BoneGoat commented 5 years ago

Here are my results for TacotronGST + speaker embeddings on master at 600k steps:

https://soundcloud.com/user-839318192/sets/mozillatts-tacotrongst-swedish

erogol commented 5 years ago

@BoneGoat sounds quite good. Interesting that the same architecture does not work on LibriTTS 360 for English.

stale[bot] commented 4 years ago

This issue has been automatically marked as stale because it has not had recent activity. It will be closed if no further activity occurs. Thank you for your contributions. You might also look our discourse page for further help. https://discourse.mozilla.org/c/tts

khu834 commented 4 years ago

@BoneGoat @erogol I'm interested to know what your thoughts are on the current status and future direction of multispeaker models? I looked through the resources and sample audio above, it appears that significant research and experimentation work is needed. What do you think is the path towards getting multispeaker to close to single speaker quality? Is it more / better quality data? Better speaker embeddings? Or additional architectures that needs to be implemented / tried? I'd be happy to put time and effort into this if you think it's promising and just requires some more cycles on it.

lorinczb commented 4 years ago

We have tried to train the multi-speaker model, but was unable to learn both prosody and speaker embedding separately. Using only the global style token layer the model was able to learn either prosody (if trained on an expressive voice from a single speaker) or speaker identities (if trained on data from multiple speakers). Sorry, we have not followed up, as we trained the model for quite long time without obtaining results. We would also be interested in any updates related to the topic, on our side unfortunately we did not find the solution for it.

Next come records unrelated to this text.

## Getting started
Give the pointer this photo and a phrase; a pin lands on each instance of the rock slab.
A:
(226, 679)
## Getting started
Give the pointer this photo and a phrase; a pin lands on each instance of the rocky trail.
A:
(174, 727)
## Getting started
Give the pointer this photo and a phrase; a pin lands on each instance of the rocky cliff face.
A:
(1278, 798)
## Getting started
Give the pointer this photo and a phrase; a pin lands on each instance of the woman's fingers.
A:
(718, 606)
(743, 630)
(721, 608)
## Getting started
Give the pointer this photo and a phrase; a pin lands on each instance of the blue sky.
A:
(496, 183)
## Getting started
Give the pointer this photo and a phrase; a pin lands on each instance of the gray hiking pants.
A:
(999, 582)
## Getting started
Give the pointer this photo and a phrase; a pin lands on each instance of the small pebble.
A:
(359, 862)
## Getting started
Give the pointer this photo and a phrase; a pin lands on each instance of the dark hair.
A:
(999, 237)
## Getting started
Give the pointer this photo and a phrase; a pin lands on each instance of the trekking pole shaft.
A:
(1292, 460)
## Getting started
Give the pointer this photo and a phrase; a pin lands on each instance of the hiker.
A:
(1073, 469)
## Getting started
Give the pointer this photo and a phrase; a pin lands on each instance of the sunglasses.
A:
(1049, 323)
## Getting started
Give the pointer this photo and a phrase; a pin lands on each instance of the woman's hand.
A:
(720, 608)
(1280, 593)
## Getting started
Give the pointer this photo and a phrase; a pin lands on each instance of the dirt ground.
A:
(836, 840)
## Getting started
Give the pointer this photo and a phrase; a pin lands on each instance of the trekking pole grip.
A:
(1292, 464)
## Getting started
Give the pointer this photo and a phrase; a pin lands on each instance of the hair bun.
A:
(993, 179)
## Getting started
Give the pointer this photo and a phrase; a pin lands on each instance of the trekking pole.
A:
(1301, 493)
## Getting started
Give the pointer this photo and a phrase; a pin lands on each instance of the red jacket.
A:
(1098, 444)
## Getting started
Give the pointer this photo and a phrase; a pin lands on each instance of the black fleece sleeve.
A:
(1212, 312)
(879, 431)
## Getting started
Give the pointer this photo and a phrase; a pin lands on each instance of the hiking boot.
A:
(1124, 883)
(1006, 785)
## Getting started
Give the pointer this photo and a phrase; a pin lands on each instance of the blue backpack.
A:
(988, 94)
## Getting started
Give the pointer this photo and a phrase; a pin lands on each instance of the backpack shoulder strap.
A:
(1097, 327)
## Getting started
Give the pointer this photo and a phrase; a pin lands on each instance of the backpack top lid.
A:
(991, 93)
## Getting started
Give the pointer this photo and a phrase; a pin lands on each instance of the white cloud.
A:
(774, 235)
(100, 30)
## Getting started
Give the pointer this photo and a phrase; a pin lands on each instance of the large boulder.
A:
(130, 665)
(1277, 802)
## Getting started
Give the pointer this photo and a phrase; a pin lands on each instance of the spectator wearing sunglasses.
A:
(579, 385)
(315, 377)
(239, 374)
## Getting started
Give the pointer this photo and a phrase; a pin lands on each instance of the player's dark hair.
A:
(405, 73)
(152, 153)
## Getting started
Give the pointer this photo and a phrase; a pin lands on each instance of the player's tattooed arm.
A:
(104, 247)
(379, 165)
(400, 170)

erogol commented 4 years ago

@lorinczb thx for the update. I don't have resources to work on this issue for now. I'll be sharing news as I start again.

Edresson commented 4 years ago

@erogol Could you update me on that? I would like to contribute. I plan to explore the use of my Speech2Phone embedding model for the task. I intend to explore changes in the synthesized voices of the speakers by performing operations between embeddings.

erogol commented 4 years ago

@Edresson Sure that would be nice someone working on the multi-spearker model.

What exactyl like to know? I'd be happy to help.

We already have another speaker encoder. Maybe you can start with that.

I should say anything with multi-speaker setup is experimental for now but they all should work. I trained a couple of models on LibriTTS and it performed quite well but since then I focus on vocoder and single speaker cases.

Edresson commented 4 years ago

@erogol Let me see if I understand correctly. When we start training with args.restore_path=null/None the speaker embeddings are initialized as {'id1': 0, 'id2': 1, 'id3': 2, ...} and saved in OUT_PATH as speakers.json.

I believe that you must manually raise the file speakers.json to the ones which containing the embeddings extracted from the speaker_encoder model.

I think it would be more practical to pass the file speakers.json in config.json as a parameter (example speaker_embedding_file). If someone is going to run TTS with Multi-Speakers they must first run Speaker_encoder and get the file 'speakers.json', or pass args.restore_path that contains that file. After the load we can check if the file passed has all the speakers present in the dataset.

I believe that the size of the speaker embedding should be passed as a parameter to the setup_model, because in order to support other speaker encoders, it is not necessary to change the code just to pass a different speakers.json (so the user must generate the file in the appropriate format )

Sorry if I got it wrong, I quickly looked at the code.